Yes many of the haps are blue. They seem to be OK together as long as they are different genus and different shape at least.

Peacocks are more one blue one yellow one red IME. With some exceptions: maleri and usisya both yellow and work together. But blue neon (yellow peacock) would not color with these for me.

Ngara or red shoulder and a solid blue often work.


----------



## lambretta (Oct 31, 2019)

thanks for the help
this is a list of the fish she has listed as juvs 
i know some will not be suitable for my 4 foot tank just hope she has others i can chose from and that i like her prices as much as the fish (the juvs are £45 for ten )

Aulonocara Red Rubin Peacock 4 - 5 cm
Aulonacara Orange Blotch Peacock, stunning colours 4 - 5 cm
Aulonocara Regal blue stuartgranti mbenji peacock 4 - 5 cm
Aulonocara Peacock Dragon blood The males are very red 4 - 5 cm
Aulonocara Baenschi 4 - 5 cm
Aulonocara Maylandi Sulphur Head 4 - 5 cm
Aulonocara Jacobfriebergi 4 - 5 cm
Aulonocara Pink Albino fire fish. 4 - 5 cm
Aulonocara Fire fish. 1.5inch
Aulonocara Peacock-Gold Red Eye 4 - 5 cm 
Cyrtocara moori Dolphins. 1.5inch
Nimbochromis livingstoni 1.5inch
Nimbochromus Venustus 1.5inch
Copadichromis borleyi red fin 4 - 5 cm
Protomelas fenestratus "steveni tiger" 1.5inch
Haplochromis milomo Super VC-10 hap 4 - 5 cm
Sciaenochromis fryeri/ahli 4 - 5 cm


----------



## DJRansome (Oct 29, 2005)

Juveniles cannot be sexed.

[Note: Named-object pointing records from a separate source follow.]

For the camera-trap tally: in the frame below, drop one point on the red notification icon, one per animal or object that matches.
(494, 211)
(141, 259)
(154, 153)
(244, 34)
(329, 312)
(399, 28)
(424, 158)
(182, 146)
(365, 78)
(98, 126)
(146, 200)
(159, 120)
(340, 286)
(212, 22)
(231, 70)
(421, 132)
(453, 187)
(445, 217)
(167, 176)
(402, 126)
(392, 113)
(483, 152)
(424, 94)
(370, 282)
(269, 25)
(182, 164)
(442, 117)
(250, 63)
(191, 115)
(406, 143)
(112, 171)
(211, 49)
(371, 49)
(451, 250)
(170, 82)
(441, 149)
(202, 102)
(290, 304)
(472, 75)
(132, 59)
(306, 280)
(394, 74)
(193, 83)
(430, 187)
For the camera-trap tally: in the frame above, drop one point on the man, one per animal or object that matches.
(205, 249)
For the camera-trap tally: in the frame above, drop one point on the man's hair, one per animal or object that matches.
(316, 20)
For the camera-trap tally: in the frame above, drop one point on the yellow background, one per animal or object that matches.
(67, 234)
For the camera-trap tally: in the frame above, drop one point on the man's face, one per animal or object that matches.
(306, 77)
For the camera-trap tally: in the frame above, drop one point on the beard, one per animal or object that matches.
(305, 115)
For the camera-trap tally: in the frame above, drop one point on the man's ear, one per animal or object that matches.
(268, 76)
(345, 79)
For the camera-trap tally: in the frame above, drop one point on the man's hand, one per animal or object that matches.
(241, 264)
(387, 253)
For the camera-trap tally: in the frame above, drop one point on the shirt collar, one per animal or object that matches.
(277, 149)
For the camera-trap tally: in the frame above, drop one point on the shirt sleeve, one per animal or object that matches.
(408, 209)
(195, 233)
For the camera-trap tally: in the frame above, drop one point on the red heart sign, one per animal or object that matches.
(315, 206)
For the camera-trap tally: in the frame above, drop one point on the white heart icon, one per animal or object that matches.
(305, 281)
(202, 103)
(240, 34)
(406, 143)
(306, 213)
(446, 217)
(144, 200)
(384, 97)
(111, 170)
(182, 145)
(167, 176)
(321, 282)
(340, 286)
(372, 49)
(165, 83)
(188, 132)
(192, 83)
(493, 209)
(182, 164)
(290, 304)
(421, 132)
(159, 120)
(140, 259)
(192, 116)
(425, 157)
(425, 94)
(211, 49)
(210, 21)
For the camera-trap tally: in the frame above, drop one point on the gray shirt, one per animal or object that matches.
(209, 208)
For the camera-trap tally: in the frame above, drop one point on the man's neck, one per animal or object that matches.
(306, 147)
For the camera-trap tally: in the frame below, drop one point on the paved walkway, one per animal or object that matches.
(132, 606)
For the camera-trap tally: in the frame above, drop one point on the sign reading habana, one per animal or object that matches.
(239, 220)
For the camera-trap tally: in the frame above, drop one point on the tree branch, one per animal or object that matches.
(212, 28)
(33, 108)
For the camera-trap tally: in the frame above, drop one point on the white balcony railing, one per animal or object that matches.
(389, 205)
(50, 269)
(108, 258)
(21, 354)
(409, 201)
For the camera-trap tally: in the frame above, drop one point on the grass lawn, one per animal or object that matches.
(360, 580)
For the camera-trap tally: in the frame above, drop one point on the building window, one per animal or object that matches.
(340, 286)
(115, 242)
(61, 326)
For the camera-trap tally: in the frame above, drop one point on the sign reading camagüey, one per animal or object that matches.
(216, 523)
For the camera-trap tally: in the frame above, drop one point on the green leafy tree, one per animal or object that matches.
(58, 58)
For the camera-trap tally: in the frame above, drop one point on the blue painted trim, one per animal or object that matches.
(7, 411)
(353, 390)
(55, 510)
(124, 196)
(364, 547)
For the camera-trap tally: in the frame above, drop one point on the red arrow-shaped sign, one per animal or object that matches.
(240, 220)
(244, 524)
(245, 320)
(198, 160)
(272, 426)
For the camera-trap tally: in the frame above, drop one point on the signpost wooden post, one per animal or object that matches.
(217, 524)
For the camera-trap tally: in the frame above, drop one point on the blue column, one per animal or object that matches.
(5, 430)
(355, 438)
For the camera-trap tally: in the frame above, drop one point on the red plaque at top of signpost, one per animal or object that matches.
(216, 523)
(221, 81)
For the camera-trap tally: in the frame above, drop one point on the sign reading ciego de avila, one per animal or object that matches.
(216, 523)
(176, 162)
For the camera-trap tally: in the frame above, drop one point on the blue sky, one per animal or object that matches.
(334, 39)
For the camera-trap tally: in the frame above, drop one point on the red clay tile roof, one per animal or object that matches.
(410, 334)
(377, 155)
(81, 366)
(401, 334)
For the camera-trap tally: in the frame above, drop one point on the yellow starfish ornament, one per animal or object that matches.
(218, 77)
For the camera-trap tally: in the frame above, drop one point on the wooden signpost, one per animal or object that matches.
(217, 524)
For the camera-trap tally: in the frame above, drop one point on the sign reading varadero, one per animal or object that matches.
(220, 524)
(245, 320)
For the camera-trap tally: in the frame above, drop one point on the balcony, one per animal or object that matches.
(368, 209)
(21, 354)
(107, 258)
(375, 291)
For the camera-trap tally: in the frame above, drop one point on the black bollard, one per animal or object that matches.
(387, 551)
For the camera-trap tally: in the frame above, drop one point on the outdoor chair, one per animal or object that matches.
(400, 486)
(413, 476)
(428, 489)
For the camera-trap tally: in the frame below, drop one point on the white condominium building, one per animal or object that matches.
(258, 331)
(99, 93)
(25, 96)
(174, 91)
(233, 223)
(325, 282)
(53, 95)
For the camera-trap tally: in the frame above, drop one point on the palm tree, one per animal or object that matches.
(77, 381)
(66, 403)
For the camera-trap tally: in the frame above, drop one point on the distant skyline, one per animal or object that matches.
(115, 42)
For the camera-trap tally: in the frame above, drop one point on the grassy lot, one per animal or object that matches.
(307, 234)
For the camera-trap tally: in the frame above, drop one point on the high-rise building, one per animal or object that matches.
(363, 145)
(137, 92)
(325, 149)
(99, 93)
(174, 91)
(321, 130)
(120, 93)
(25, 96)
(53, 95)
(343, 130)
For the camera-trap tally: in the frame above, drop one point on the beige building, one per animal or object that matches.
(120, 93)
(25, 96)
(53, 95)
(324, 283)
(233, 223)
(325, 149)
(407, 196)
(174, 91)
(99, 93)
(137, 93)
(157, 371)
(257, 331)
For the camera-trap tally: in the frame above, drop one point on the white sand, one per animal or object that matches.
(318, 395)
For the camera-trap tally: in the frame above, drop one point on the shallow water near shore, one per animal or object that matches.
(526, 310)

You would buy one adult male. So are you going back to raising one species at a time and selling off females? Or stocking adult males?

Look up these fish in the profiles and eliminate any that mature > six inches.

Choose one must have species and we can make suggestions around that.

Example for a more timid tank (my favorites).

Aulonocara Red Rubin Peacock 4 - 5 cm
Aulonocara Regal blue stuartgranti mbenji peacock 4 - 5 cm
Aulonocara Baenschi 4 - 5 cm

Not much in the way of haps <= six inches. If you go with fryeri, you may want more aggressive peacocks like these. Which jacobfriebergi? Lemon jake?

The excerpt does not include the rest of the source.